Thursday, April 11, 2013

Calling McCall's

One of the benefits of working at Random House was that every June or July we would receive this stapled set of about ten pages with three columns of tiny print, single-spaced and double-sided that looked like the pages of a phone book but the paper wasn't tissue-thin and instead of names, addresses and phone numbers, the listings were of book titles.  

Books, books, and more books — must've been 1000 titles on that list —  the list that was delivered to each and every one of us by the mail guy who came down the aisles with his rolling cart cubicle-by-cubicle and deposited mail onto our desktops.  [I remember the buzz when after much corporate angst and deliberation, finally the first females were hired to do this entry-level job.]  The best part about that list?   You got to choose ten book titles and get them for FREE!  While it wasn't a raise or a cash bonus (we were making about $8 -9,000 a year) it was what we all loved and could never have enough of — BOOKS.  It was the Random House way of saying thank you to its employees and we loved them for it.

Everyone scoured those lists for days and days trying to decide what to get. Circling one, then another, then changing our minds because we'd found something better.  I think they were in alphabetical order and not grouped by genre, so unless you actually knew the book, there was no way to know what was what without looking the title up in the Random House book catalogue.  It was the 70s. IBM Selectric typewriters were the high tech of the day.  No one had a computer so finding information took time. But it was so much fun.  Don't waste any of your choices on paperbacks.  Look for the expensive coffee-table over-sized specialty books that would look great in your apartment.  Find books you could give for gifts.  People poured over those lists the way I imagined children in the 1900s searched through the Sears catalogue for their Christmas and birthday presents.
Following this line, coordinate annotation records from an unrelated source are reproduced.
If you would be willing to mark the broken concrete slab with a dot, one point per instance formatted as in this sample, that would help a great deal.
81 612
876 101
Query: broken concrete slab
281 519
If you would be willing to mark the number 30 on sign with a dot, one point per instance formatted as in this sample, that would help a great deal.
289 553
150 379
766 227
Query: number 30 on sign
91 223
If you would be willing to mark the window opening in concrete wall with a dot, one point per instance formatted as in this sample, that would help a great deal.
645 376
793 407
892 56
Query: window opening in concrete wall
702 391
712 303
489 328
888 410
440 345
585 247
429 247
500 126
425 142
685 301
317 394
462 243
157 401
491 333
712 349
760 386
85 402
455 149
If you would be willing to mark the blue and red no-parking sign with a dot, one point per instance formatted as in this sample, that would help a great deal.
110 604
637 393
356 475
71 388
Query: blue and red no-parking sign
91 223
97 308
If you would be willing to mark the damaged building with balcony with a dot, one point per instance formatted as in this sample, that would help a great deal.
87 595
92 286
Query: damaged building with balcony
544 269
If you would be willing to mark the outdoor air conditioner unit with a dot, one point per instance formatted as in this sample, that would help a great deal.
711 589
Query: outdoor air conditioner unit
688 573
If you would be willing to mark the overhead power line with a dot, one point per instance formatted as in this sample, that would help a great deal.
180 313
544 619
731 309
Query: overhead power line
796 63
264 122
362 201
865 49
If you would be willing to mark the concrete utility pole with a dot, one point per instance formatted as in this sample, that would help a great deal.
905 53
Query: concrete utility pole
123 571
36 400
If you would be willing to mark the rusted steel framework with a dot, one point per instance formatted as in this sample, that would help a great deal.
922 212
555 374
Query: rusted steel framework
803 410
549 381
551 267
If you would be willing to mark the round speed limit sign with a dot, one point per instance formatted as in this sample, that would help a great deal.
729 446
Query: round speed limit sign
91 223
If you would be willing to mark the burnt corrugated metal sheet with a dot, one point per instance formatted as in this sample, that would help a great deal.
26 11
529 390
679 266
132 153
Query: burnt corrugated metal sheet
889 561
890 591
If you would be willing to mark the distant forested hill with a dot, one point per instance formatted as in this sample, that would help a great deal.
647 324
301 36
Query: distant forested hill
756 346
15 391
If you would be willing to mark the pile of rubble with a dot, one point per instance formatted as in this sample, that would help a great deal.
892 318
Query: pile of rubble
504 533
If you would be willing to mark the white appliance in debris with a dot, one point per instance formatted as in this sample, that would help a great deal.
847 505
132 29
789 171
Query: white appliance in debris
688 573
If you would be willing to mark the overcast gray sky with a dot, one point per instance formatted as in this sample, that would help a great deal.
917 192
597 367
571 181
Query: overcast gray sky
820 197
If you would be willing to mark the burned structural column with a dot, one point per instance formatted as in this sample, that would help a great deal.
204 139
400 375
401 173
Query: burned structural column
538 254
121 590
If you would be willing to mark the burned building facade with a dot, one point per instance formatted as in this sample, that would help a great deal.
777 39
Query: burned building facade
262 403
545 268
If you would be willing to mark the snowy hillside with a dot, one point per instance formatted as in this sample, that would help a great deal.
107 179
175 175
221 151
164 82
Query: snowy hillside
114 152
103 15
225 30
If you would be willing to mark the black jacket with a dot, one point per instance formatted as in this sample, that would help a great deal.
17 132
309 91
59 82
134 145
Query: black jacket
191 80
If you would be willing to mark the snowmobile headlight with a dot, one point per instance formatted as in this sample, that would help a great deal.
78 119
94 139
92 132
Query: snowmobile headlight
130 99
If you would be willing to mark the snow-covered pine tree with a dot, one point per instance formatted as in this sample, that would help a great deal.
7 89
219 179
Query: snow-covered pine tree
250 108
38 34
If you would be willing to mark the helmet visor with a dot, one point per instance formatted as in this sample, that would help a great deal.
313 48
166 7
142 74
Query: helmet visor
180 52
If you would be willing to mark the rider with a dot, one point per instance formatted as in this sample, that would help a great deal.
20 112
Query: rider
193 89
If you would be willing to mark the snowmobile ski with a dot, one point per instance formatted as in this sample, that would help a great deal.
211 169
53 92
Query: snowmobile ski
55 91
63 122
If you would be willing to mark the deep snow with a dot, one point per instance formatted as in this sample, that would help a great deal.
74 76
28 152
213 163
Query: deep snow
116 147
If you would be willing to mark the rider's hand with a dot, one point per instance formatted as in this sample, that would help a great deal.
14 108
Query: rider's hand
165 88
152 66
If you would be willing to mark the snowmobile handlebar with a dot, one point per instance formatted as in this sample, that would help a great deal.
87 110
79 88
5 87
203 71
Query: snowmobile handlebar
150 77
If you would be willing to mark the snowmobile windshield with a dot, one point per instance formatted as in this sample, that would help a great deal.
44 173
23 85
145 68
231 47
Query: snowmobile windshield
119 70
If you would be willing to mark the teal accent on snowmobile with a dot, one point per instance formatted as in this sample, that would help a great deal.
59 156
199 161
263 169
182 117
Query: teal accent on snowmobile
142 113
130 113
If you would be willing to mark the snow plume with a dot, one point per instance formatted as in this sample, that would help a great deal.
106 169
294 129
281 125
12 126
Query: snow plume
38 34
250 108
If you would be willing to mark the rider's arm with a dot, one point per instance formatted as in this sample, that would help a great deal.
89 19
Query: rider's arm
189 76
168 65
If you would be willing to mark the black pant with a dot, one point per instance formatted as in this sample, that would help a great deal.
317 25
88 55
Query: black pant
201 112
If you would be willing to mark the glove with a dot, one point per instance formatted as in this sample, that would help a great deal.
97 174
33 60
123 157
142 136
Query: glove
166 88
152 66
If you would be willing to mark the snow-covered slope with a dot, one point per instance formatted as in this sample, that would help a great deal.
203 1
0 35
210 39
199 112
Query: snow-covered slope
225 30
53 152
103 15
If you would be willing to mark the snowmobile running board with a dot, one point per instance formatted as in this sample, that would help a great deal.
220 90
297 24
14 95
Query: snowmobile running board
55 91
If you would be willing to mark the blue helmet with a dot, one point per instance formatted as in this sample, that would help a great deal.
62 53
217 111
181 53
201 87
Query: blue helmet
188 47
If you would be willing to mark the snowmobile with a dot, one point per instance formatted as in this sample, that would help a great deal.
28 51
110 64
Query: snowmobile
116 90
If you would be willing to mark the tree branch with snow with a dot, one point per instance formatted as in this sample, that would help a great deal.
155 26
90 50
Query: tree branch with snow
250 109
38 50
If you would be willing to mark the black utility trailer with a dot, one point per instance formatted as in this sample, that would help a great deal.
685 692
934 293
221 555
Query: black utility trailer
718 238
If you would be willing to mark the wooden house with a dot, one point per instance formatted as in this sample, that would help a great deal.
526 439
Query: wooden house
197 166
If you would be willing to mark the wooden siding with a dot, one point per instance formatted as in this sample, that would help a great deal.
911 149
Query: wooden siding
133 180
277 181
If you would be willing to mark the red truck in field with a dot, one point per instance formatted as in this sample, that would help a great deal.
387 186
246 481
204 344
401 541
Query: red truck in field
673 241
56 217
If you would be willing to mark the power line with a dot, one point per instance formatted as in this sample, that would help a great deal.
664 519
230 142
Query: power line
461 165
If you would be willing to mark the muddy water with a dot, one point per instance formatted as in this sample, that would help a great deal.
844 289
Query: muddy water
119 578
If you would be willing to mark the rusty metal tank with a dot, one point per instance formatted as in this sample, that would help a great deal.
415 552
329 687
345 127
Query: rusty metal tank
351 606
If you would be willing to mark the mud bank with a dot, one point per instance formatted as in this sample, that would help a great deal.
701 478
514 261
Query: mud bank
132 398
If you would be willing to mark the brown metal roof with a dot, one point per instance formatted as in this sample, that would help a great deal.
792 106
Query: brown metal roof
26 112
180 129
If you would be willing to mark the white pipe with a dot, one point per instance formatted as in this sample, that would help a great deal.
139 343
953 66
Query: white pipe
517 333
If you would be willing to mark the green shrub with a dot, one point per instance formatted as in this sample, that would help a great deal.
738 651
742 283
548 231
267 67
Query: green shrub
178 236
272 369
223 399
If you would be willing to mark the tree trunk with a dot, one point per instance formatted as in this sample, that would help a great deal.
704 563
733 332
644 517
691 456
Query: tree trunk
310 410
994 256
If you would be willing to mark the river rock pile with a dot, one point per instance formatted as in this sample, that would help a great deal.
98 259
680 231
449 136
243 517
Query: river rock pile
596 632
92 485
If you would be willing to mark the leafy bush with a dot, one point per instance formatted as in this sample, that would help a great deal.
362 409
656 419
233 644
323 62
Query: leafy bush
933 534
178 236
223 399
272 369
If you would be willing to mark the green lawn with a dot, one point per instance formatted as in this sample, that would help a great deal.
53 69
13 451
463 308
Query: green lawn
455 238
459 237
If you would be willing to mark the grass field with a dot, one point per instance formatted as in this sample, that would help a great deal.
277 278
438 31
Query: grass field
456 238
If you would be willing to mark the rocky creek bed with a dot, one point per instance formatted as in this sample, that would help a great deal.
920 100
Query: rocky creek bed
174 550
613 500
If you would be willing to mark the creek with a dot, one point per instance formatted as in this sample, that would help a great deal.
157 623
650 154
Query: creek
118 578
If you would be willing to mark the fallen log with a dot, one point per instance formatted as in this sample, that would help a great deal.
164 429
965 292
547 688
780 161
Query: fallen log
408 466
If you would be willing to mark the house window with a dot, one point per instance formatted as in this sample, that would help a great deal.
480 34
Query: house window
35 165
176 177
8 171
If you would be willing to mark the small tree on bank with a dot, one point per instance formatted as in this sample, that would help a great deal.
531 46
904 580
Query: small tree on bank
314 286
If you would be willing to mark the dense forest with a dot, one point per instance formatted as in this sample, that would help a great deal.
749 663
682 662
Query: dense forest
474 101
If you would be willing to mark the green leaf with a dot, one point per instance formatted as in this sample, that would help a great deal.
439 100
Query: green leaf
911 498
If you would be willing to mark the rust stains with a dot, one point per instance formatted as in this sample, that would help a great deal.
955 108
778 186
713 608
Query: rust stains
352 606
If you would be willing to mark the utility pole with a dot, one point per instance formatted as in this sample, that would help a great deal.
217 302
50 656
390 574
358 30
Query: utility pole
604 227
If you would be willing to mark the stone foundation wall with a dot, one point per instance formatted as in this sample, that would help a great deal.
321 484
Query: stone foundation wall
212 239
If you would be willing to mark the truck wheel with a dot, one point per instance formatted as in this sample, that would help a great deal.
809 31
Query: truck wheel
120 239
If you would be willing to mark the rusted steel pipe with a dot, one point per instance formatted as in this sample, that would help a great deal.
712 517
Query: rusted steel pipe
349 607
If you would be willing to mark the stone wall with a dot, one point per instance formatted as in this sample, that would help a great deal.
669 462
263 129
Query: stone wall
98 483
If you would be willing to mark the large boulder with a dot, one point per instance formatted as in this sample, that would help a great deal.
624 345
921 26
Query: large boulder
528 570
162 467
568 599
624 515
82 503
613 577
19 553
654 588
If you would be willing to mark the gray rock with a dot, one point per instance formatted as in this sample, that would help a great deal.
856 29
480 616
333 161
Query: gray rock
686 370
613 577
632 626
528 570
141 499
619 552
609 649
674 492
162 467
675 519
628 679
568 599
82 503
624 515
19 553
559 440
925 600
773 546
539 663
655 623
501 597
Step-by-step picture instructions
One book I was sure I wanted was The New McCall's Cook Book. If I was going to have one, it had to be McCall's because it incorporated ten+ "McCall's Cooking School"recipes.  Lifted from their monthly women's magazine, "The Cooking School" featured a step-by-step recipe on a two-page spread with detailed photographs that showed you what you were supposed to be doing. Color photos in a cookbook were a novel feature at the time and a way to hook buyers.

Another marketing stroke of genius was that you could get the NEW McCall's Cook Book in four different colors.  Someone had come up with the idea that women would love to have their cookbook match their kitchen decor so you could get this cookbook in yellow, red, green or blue. Genius! Now at the time I was single, living in an 800-square foot studio apartment with no natural light, but I did have a great little kitchen, with light wood cabinets, Formica countertop, wall-oven and all.  But the kitchen I imagined I would have one day was this very modern red,black and stainless steel kitchen with one of those refrigerators with glass-front see-through doors, and so — the red-covered McCall's cookbook was for me!

Come October — when you least expected it — the mail guy would come, rolling down the aisles with his book cart stacked high with large shrink-wrapped bundles of books. Your list would be on top showing through the plastic.  By then you'd forgotten about the books, forgotten what you'd chosen.  It was this huge exciting gift to unwrap — it was Christmas in October!  

Of all the books I got that way, there is only one that I still have and remember. 
My cookbooks proudly displayed — on the bookcase I designed to fill 3 inches of unused space
behind my kitchen door.  My sweet husband took my sketch and had it built for me as a surprise!

It was and is my go-to cookbook. Though I have cookbooks galore — plus the Internet to search for the millions of recipes available for every possible dish you'd want to make, still that McCall's cookbook never fails me.

The other night when I wanted to make coleslaw (and I am very picky about coleslaw) I searched for an Ina Garten recipe and then a few others but not satisfied, back I went — to my forty-year-old, food-stained, falling apart, red-covers held together with a large rubber band cookbook and happily found two recipes for coleslaw that I combined in a way that suited both my tastes and the ingredients I had on hand.

This coleslaw is going to be a satisfying creamy crunchy complement to those country-style ribs I'm making.    Wanna come for dinner?


  1. Stunned, I have that same cookbook with same need for rubber band. My edition is a first edition from 1963 with a blue cover. It was my mother's, but I used it as soon as it came into our house. And just like you, it is my ultimate #1 go-to guide for favorite recipes that are guaranteed crowd pleasers. Despite all the other cook books I have acquired and adore,this McCalls classic beats them out almost every time. (wow).

    1. WOW is right! Mine is a 1973 edition...thanks for letting me know there's another McCall's lover out there!

  2. Loved the Cookbook and would love to come for dinner! The coleslaw looks terrific!